31 Mart geldi çattı. Saadet son genel seçimde olduğu gibi çekingen kalmayı ve kendi adayları ile yola devam etmeyi deneyecek. Temel dayanak, değişim sürecine geçildiği için AKP sonrası bir sığınma limanı ve bir oluşumun mayası olarak yerini korumak istiyor sanırsam.
Siyasette yarını bilemeyiz ama yukarıda anlatmaya çalıştıklarıma bakılırsa siyaset beş yıldır iki kutuplu yürüyor zaten.
Siyasetin geleneksel kodları değişti. Artık seçimlerde partisinin logosunu görmeyen seçmenin neler yapabileceğini deneyecek noktaya geldik. Bu durum en çok AKP iktidarı için bir risktir öncelikle. Ne şanslı Erdoğanmış ki CHP güncel siyasetin gereklerini çok geç anladı veya "muhafazakar" seçmeni dışarıda tutarak yol alınamayacağını "anlayamadı".
Kısmi kazanımları ve sürpriz değişimleri göreceğiz ama bu seçim mahalli seçim olmasının ötesinde bir işlev de görecek. Önümüzdeki yıllar çok daha radikal geçişlerin olacağı ve açık açık iki adaylı başkanlık yarışlarının yaşanacağı günleri hazırlıyor. 1 Nisan'dan itibaren Cumhur İttifakı heyecanı ve motivasyonu topluma yansımayacağını ve bu ittifakın karşısında bir arayış evresine geçileceğini düşünüyorum.

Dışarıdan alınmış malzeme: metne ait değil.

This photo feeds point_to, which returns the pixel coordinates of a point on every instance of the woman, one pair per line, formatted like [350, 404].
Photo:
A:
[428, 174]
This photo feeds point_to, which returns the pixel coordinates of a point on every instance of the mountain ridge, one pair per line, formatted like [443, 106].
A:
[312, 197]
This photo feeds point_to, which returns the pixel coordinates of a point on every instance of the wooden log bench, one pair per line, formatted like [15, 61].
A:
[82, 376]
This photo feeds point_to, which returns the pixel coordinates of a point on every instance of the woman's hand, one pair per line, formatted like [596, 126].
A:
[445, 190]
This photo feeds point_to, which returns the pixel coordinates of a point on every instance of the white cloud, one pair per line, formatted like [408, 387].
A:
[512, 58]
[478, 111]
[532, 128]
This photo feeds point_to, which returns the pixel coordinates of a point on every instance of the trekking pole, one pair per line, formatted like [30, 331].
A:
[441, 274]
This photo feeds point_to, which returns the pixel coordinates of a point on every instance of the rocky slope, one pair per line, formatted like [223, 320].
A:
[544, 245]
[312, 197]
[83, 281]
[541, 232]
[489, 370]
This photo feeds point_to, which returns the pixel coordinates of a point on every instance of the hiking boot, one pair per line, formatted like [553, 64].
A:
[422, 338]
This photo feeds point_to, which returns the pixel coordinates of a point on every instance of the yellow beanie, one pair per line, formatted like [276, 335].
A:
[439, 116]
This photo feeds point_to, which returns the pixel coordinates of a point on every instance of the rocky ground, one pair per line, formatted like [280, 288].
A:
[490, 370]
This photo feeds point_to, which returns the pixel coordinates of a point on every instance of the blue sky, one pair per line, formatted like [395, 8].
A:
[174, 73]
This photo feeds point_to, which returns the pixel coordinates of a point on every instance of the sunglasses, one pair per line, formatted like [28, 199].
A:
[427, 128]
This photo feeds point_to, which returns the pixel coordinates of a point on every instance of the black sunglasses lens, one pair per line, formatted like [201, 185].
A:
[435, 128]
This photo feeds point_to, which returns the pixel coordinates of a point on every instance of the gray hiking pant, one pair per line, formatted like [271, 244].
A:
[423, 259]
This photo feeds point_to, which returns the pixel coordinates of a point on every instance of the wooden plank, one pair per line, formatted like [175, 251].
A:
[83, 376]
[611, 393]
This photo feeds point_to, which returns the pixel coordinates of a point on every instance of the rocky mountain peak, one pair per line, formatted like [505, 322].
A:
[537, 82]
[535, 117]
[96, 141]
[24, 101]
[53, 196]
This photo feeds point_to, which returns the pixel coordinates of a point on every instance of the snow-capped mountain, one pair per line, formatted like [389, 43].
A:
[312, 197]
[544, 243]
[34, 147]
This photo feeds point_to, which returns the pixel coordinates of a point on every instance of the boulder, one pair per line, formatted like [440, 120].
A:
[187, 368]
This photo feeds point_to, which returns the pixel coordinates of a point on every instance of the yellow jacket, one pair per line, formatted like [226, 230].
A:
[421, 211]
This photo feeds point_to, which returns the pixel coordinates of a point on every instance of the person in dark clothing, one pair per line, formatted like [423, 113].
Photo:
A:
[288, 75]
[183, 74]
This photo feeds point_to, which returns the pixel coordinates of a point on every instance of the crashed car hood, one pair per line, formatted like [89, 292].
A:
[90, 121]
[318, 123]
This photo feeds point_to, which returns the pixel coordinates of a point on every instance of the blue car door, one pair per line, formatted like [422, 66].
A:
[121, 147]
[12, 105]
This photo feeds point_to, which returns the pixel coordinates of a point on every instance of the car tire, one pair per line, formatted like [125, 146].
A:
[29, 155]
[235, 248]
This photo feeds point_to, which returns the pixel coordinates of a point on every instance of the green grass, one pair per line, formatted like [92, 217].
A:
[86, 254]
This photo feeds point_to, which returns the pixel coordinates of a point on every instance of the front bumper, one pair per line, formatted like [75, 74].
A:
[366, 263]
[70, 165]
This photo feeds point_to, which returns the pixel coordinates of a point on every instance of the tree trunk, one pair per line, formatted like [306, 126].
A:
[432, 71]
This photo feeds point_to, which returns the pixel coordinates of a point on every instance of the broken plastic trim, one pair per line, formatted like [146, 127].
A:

Kılıçdaroğlu gördüğü göreceği son seçimi yaşayacak ve artık aktif siyaset dışına çekilmek zorunda kalacak. Bu bahar, Akşener'in kritik süreçlerde yeterince risk alamamış olması ve parti politikasının 90'lar siyasetine denk düşmesi nedeniyle bir merkez partiye dönüşme imkanını daha da yitirdiğini gösterecek.
Özetle ihtiyaç halinde strateji belirleyecek ve dinamik işbirliğine uygun iki yeni parti olasılığı ya da ne kadar mümkünse "Yeni CHP" ve AK Parti alternatifi bir "Yeni Merkez" konuşulacak.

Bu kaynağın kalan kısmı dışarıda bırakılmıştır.